Just when Lee Pulliam appeared to be coasting toward his second sweep of the season in the Bull & Bones Late Model Stock Car division, a fluke malfunction derailed his chances for victory…

…and possibly a track championship.

Threatening skies dissipated into a brilliant evening of racing as the season’s fourth event began as billed. Pulliam snapped Sellers’ stranglehold in qualifying by becoming the only other driver to claim the Price’s Body Shop Pole Award this season in the first feature. Sellers started alongside the No. 1 for the 125-lap race, and after a spirited battle for the top spot, Pulliam surpassed his top competition for first.

Pulliam led unchallenged in a race slowed by only one caution flag. For the fourth time this season, Pulliam and Sellers finished first and second at the line. Defending track champion Josh Berry claimed third.

The inversion following race no. 1 shuffled the entire top ten, and by virtue of the re-draw, Hunter Devers and Michael Maresca -in his first career outing at Motor Mile Speedway- started on the front row. Motor Mile Speedway veteran Dennis Holdren capitalized on the ensuing scramble for position as the green flag unfurled, and for the next 64 circuits Holdren enjoyed the point unpressured.

The standouts from the first feature were mired in the field at the outset of the nightcap due to the inversion, but as the race matured, those same machines began to march back toward the front.

Sellers and Pulliam started the finale ninth and tenth, respectively, but by lap 70, the pair of national champions were back in command. Holdren surrendered first to Pulliam on the sixty-fifth circuit, and shortly thereafter succumbed to Sellers. Holdren would finish the feature with a solid fifth-place effort.

Still in pursuit of Pulliam, it appeared as if Sellers would be forced to settle for second until the event’s lone yellow was brandished on lap 96. The caution would change the complexion of the contest.

As the field entered turn one following the restart, Pulliam’s no. 1 machine abruptly faltered.

“I heard him sputtering getting down in the corner, and I didn’t know what had happened. Then they said he might have run out of gas,” recalled Sellers.

Pulliam’s night came to a stunning halt as the frontrunners rounded the corner. Pulliam’s Chevrolet lost power, forcing the entire pack to take evasive action to avert disaster. The issue relegated Pulliam to the garage, retiring from competition to post his first DNF of the 2013 season at MMS.
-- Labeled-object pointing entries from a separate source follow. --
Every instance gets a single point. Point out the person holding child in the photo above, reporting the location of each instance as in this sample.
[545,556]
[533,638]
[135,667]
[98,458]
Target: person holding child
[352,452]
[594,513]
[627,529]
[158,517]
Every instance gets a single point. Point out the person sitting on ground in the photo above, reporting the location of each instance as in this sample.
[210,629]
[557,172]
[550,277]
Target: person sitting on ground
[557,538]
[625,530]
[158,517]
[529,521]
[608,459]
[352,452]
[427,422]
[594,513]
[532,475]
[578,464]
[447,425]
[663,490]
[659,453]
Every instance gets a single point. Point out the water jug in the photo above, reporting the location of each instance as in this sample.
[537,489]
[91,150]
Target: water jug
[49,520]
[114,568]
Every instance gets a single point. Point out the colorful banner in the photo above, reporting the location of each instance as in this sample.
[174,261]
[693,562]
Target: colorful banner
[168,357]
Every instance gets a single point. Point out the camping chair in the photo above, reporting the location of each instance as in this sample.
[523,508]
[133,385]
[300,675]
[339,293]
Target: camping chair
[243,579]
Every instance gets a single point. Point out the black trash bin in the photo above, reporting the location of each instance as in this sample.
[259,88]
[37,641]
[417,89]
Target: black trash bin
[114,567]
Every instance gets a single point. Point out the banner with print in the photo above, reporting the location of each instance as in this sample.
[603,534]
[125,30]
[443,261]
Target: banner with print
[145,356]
“Broke a fuel pump,” Pulliam later confirmed. “Everybody behind me did a great job; I know they weren’t expecting it. Nothing anybody could do, just a mechanical failure.”
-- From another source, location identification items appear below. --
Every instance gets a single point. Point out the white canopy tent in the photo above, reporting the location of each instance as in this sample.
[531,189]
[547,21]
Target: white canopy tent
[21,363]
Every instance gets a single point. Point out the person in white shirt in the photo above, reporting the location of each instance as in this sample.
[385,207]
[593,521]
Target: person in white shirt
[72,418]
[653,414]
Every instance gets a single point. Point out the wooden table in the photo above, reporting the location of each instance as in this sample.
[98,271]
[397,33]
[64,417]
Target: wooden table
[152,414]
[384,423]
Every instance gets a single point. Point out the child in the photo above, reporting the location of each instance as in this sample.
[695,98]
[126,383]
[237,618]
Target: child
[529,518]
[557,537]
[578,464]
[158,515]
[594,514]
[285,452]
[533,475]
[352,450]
Sellers became the beneficiary of Pulliam’s misfortune. Seller’s no. 99 bolted out to a four car-length lead in the aftermath, and he wouldaintain a comfortable advantage through the remainder of the race.

Berry and Deac McCaskill trailed Sellers at the finish.

For Sellers, the win marked his first victory lane appearance at the .416-mile since 2005, when he netted two victories during his national championship campaign.

“It’s been a while,” said Sellers. “We’re here to win, too. To finally catch a good break and get this win…It’s an unbelievable night.”

The latter 125-lap feature reflected significant ramifications in the division point standings. Entering the event with an 18-point lead, Pulliam’s dismal seventeenth-place outcome equated to a 32-point swing in the standings, as Sellers now controls the track championship race by 14 markers with just two nights of racing remaining in the 2013 regular season.

Nursing a broken right leg, defending Collision Plus Limited Sportsman division track champion Preston McGhee notched his first career victory at Motor Mile Speedway in Saturday night’s 50-lap heat.

McGhee forestalled Matt Taylor to take top honors. Tam Tompam rounded out the top three.